Uno de estos oyentes fue el joven cantante, simpatizante comunista, Patxi Andión. Me lo comentó él a mí a mi padre, cuando nos conocimos, ya en España, a donde yo con mi familia pudimos regresar, a finales de 1977, después de la muerte de Franco.

Yo también estaba trabajando en “Radio Moscú” y uno de mis oficios preferidos era preparar unos programas musicales, para los oyentes soviéticos, sobre la música y la canción española. Con un enfoque especial en la “nueva canción”, la “canción de protesta”, que era muy de moda en aquellos años y la que más le gustaba a la redactora jefe del programa “El Globo Musical” con la que yo estaba colaborando con mis “sonoros” artículos. Así cantaron en “El Globo Musical” moscovita (canciones se reproducían de los discos que yo coleccionaba) los cantantes como Raimon, Serrat, Llach, Paco Ibánez y ... Patxi Andión.

Jamás me pude imaginar entonces, que este vasco rebelde, con una voz ronca, fuerte y viril, resultaría en la vida real mi pariente, un “primo”, y lo descubrí cuando le vi por primera vez en España. Es que mi prima, la actriz Ana Castor, tenía una hija Gloría, para todo el mundo Glorita, de una belleza excepcional, “morena de verde luna”, con unos ojazos ágata “como dos escarabajos de cristal negro” y una impecable figura, esculpida por la maestra naturaleza. Y Patxi Andión, un buen experto en la belleza y armonía, se enamoró de Glorita. Se casaron y tienen tres hijos, varones, majísimos.

Nos hicimos muy buenos amigos, mi familia y la de Patxi. Nos pasábamos juntos unas inolvidables veladas, tanto en Madrid, Toledo o Moscú (donde nos reunimos una vez, cuando Patxi y Glorita quisieron conocer la Unión Soviética en vías de la “Perestroyka”).

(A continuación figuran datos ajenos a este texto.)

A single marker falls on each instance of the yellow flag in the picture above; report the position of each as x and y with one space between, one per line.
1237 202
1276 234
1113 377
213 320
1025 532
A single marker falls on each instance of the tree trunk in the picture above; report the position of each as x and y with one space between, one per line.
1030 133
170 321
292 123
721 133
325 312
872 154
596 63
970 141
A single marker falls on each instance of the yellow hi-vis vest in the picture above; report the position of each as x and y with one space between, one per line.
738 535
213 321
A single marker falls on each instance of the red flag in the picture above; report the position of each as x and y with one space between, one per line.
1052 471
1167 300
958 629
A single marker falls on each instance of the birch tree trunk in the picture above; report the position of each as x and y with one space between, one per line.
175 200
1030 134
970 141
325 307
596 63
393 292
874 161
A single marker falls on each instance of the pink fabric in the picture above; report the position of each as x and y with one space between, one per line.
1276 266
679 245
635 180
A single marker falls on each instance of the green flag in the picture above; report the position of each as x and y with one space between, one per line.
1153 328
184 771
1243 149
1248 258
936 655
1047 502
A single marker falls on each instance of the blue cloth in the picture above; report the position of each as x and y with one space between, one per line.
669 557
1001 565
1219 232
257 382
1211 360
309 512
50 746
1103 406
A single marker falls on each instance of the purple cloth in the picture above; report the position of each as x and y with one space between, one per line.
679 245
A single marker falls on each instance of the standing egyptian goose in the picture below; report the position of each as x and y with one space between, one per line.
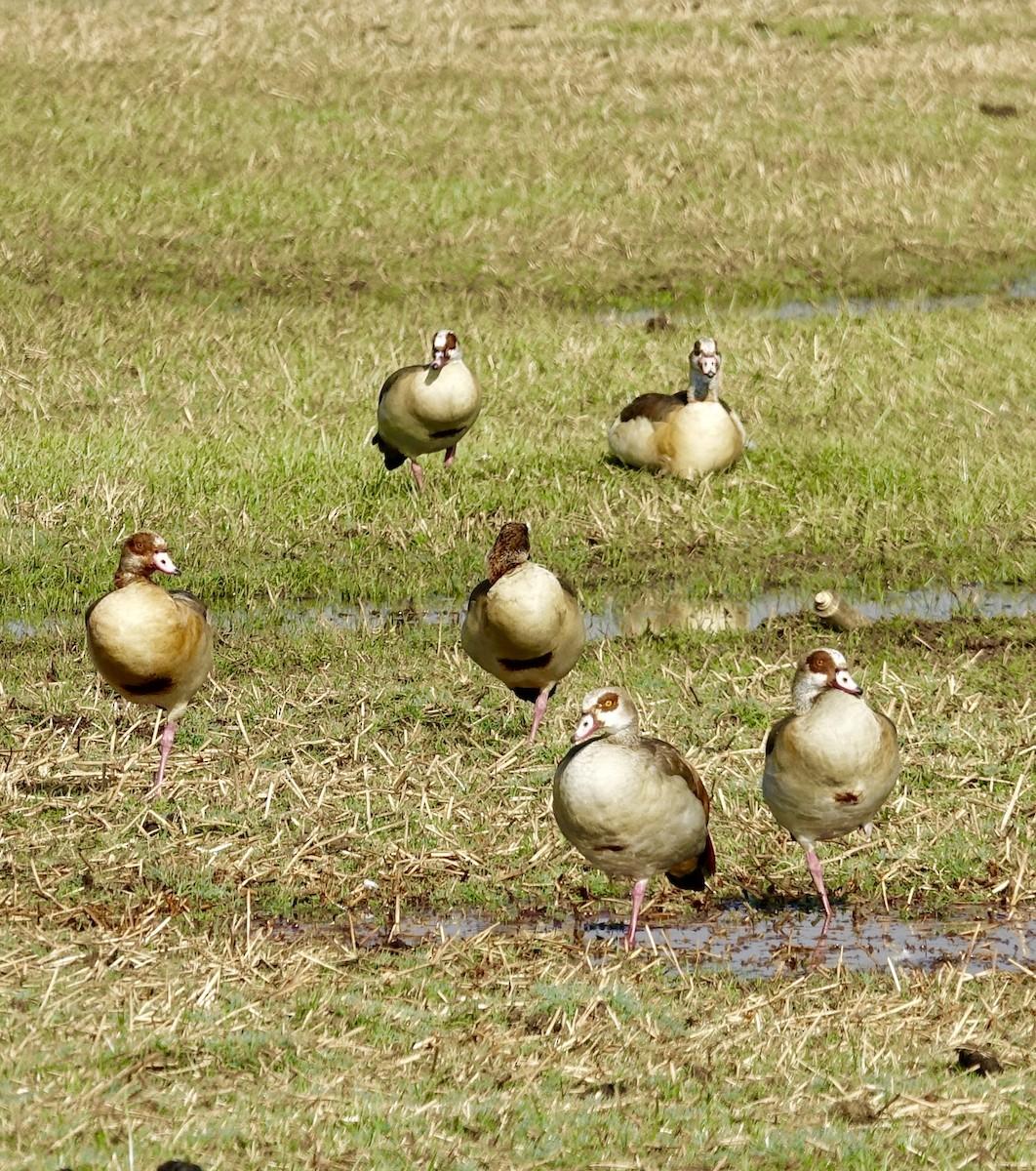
522 625
688 433
632 805
830 762
427 408
152 645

Patxi simpatizaba mucho con el país soviético, la cuna de la revolución comunista. Compartía plenamente los ideales de la justicia y de la igualdad, que proclama la doctrina comunista, aunque no las cumpliese en la vida real. Hemos hablado mucho de ello. Le dolían los excesos y las injusticias del comunismo totalitario, pero él pensaba que la culpa es no de la propia doctrina, sino de su mala y tergiversada praxis.

Hoy se paró este corazón idealista. Se apagó esta vos llena de poesía y de protesta. Pero se quedan con nosotros, para siempre, sus canciones, sus papeles en las películas, su acogedora simpatía y el trato campechano y cariñoso con la gente.

Mi querido “primo” Patxi, te vamos echar mucho de menos, todos los que te conocimos y enamoramos de tu entrañable personalidad, de tu polifacético talento y de tu profunda alma artística.